Alai retourna dans la chambre privée et demanda à Zhao Xiaoer à quel prix le propriétaire de l'hôtel comptait vendre.
Zhao Xiaoer répondit sans ambages : « L'hôtel entier, du rez-de-chaussée au dernier étage, si vous voulez vraiment l'acheter, vous ne pourrez pas l'obtenir pour moins de trois millions, mais même pour cinq cent mille, personne n'oserait l'acheter. »

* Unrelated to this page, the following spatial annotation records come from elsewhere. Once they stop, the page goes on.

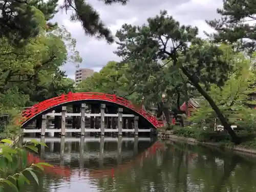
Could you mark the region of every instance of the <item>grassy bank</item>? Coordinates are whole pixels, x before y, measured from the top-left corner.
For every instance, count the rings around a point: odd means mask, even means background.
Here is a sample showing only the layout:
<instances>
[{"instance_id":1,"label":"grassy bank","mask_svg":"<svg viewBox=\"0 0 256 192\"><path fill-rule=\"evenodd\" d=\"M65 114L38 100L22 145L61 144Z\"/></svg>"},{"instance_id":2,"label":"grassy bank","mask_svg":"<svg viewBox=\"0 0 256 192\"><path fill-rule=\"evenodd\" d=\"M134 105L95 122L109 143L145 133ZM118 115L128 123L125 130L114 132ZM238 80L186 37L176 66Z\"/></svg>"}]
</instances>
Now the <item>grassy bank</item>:
<instances>
[{"instance_id":1,"label":"grassy bank","mask_svg":"<svg viewBox=\"0 0 256 192\"><path fill-rule=\"evenodd\" d=\"M255 133L241 131L236 131L236 133L241 138L242 143L240 145L235 145L231 142L229 135L225 132L216 132L203 130L194 126L174 126L172 128L171 131L166 131L163 127L160 132L168 132L175 136L194 139L199 142L216 143L218 146L229 148L233 148L237 146L248 150L251 148L256 150Z\"/></svg>"}]
</instances>

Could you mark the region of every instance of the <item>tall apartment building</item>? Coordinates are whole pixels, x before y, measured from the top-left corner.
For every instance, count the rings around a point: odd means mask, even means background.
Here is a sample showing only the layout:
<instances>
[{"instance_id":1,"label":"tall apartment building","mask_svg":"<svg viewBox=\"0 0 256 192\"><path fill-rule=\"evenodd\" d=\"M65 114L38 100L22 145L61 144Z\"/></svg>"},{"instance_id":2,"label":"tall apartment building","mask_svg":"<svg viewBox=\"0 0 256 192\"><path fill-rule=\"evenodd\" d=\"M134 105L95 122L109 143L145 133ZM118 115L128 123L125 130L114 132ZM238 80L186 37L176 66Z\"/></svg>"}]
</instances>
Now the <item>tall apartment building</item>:
<instances>
[{"instance_id":1,"label":"tall apartment building","mask_svg":"<svg viewBox=\"0 0 256 192\"><path fill-rule=\"evenodd\" d=\"M94 71L90 69L79 69L76 70L75 74L75 84L77 85L83 80L93 75Z\"/></svg>"}]
</instances>

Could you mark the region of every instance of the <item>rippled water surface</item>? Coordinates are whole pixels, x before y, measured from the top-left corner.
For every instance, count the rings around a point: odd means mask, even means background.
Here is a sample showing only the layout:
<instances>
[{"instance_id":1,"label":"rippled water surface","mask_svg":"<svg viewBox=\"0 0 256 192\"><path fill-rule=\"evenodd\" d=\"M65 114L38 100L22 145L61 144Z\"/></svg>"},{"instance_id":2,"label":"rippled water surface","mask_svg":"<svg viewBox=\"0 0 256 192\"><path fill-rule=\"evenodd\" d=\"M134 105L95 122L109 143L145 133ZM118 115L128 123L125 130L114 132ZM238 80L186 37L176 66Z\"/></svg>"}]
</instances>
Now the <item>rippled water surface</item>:
<instances>
[{"instance_id":1,"label":"rippled water surface","mask_svg":"<svg viewBox=\"0 0 256 192\"><path fill-rule=\"evenodd\" d=\"M140 137L44 141L29 160L54 167L23 191L256 191L255 159L220 150Z\"/></svg>"}]
</instances>

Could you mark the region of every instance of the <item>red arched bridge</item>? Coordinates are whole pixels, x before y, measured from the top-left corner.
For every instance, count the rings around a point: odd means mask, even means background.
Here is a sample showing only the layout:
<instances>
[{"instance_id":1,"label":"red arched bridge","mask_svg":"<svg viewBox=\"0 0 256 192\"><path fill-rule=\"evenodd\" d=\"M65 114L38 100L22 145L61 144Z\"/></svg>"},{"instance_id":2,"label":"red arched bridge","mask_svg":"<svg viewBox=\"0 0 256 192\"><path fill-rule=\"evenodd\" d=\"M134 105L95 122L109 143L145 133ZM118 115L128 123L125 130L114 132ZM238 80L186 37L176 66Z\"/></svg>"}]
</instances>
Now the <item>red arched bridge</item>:
<instances>
[{"instance_id":1,"label":"red arched bridge","mask_svg":"<svg viewBox=\"0 0 256 192\"><path fill-rule=\"evenodd\" d=\"M70 105L73 111L69 113L67 106ZM88 113L89 111L90 113ZM83 135L84 129L92 132L97 130L101 134L104 129L104 132L117 131L121 135L122 129L125 129L125 126L127 130L133 130L136 133L137 127L158 128L163 125L162 121L158 121L150 113L136 107L130 101L116 95L94 92L70 92L47 99L23 111L22 116L20 121L22 127L25 128L35 120L37 127L40 127L33 131L26 130L25 133L38 132L43 135L46 132L59 132L62 135L67 132L80 132ZM54 117L55 129L47 129L49 116ZM72 129L73 131L69 131L67 129L67 118L72 118L73 127L74 124L76 125L76 131ZM91 131L84 127L88 119L91 120ZM131 129L132 125L134 128ZM108 130L105 127L109 128Z\"/></svg>"}]
</instances>

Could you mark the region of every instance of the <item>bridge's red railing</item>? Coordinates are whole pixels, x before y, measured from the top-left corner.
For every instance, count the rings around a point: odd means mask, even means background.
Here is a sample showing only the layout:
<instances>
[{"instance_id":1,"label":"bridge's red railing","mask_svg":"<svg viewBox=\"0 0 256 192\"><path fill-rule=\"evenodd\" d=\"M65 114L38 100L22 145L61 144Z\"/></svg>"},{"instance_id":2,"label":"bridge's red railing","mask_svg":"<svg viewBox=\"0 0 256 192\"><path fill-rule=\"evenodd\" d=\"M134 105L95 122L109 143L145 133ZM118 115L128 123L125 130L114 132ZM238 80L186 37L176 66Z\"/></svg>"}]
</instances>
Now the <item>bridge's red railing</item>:
<instances>
[{"instance_id":1,"label":"bridge's red railing","mask_svg":"<svg viewBox=\"0 0 256 192\"><path fill-rule=\"evenodd\" d=\"M83 100L98 100L119 104L128 108L143 116L156 128L162 126L162 121L158 121L156 117L153 116L150 113L142 109L138 109L135 107L130 101L118 97L116 95L96 92L75 93L69 92L67 95L63 94L56 97L46 100L24 111L22 113L23 118L20 119L20 123L23 125L37 114L55 106L69 102Z\"/></svg>"}]
</instances>

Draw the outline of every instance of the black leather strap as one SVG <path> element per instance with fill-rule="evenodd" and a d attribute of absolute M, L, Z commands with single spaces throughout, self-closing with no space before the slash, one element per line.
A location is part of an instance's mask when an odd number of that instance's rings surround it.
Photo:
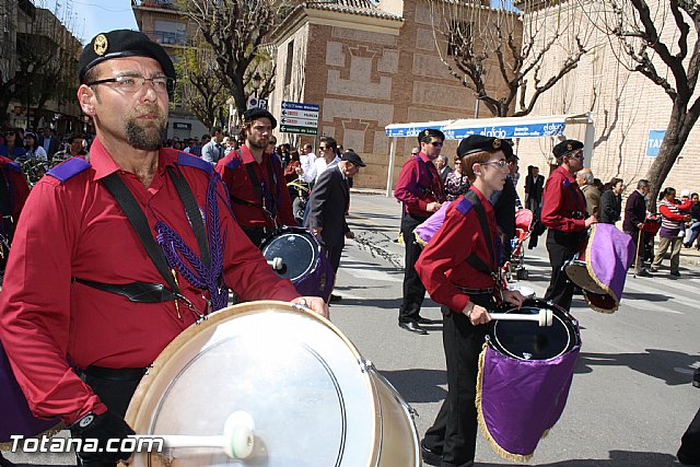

Alai, toujours perplexe, demanda : « Pourquoi ? »
« Ces gens qui réclament des dettes de jeu et ces usuriers ont tous l'air féroces. Même si vous achetez une maison pour un million environ, il vous manquera encore plusieurs millions. Ce n'est pas suffisant pour rembourser qui que ce soit. Ce n'est pas grave si vous ne remboursez pas, mais si vous le faites, les gens se battront jusqu'à la mort pour savoir combien vous devrez payer. »
"Oh."
Alai hocha la tête comme s'il comprenait quelque chose, sentant inconsciemment que l'acquisition de cette auberge était vraiment problématique.
Tandis que Zhao Xiaoer parlait, il referma la porte, puis revint et dit mystérieusement : « En fait, le commerçant voulait juste s'enfuir avec de l'argent. »
"Oh."
Ah Lai réalisa alors soudain ce qui se passait.